I watched this very situation play out over social media and in town hall discussions for months, from people who under other circumstances were boringly “normal”. Yet, in those days, I heard the hatred, fear, and prejudice that calls their hearts home. And this darkness, left unchecked, is what leads one person to control the actions and life of another. And the logical end of the need to control is oppression and enslavement.

It is for those reasons that I brought slavery back into the picture for our nation, though with two critical changes. First, the dictatorship enslaves all ethnicities in the world of Divided. Second, the enslaved people closely resemble political prisoners and state enemies in modern-day work camps in North Korea, rather than the African slaves in our own nations' past. I made this distinction, as I felt a cruel, narcissistic dictator would never allow another person to hold concentrated power within his realm. He would want to be the one with all the power.

Those differences notwithstanding, the hatred in our hearts, if taken to its logical conclusion, leads us right back into the days of slavery. And the hatred today goes beyond just targeting one ethnicity or another, though that certainly exists. Putting our nation into the hands of a narcissistic, formerly criminal dictator like I do in the first book of my series opens the door for that person to use their power to keep others in check. For this reason, the Supreme Commander Martin enslaved his political opponents, rather than executing or imprisoning them.
We have the seeds of Divided in our current culture today. At some times, I wonder if we have maybe more than the seeds, if perhaps foot-tall weeds have grown and are ready to spawn more weeds when a good wind blows.

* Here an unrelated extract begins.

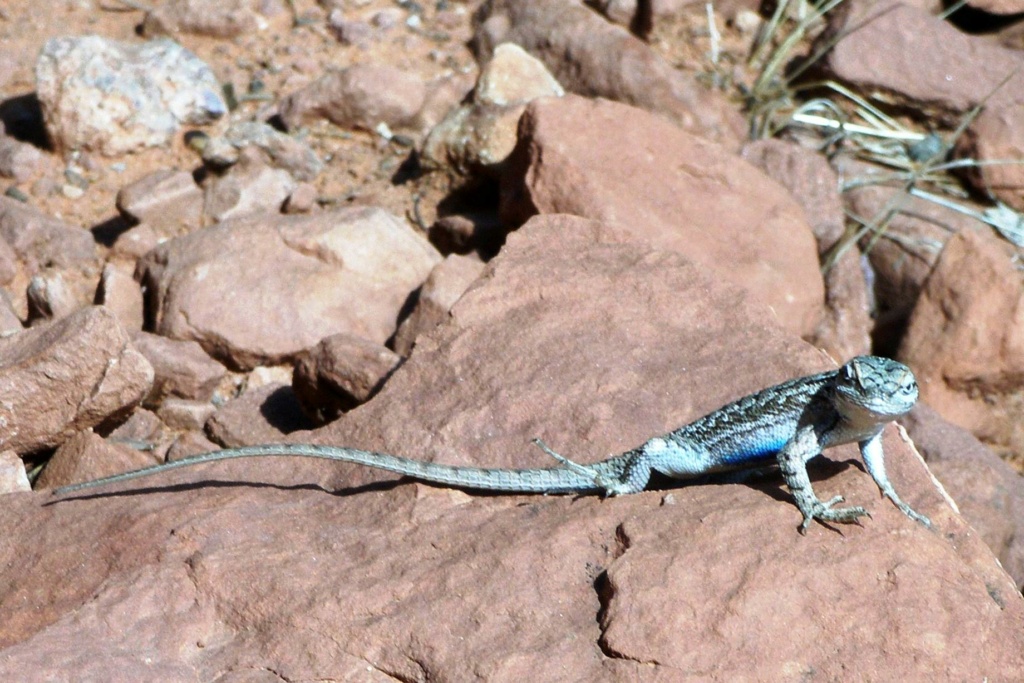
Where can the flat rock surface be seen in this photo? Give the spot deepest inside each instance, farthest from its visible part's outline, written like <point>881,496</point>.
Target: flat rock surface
<point>295,567</point>
<point>261,290</point>
<point>671,188</point>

And unless we do something soon to change our trajectory, we’ll end up captive as a society to the oppression that lives inside our hearts. My use of slavery in a book centered on ethnic reconciliation and fixing societal divisions is an intentional wake-up call.
Are you willing to face the darkness inside your heart today? As hard as it has been for me, I know we all must, or we'll becomes slaves to that darkness in reality.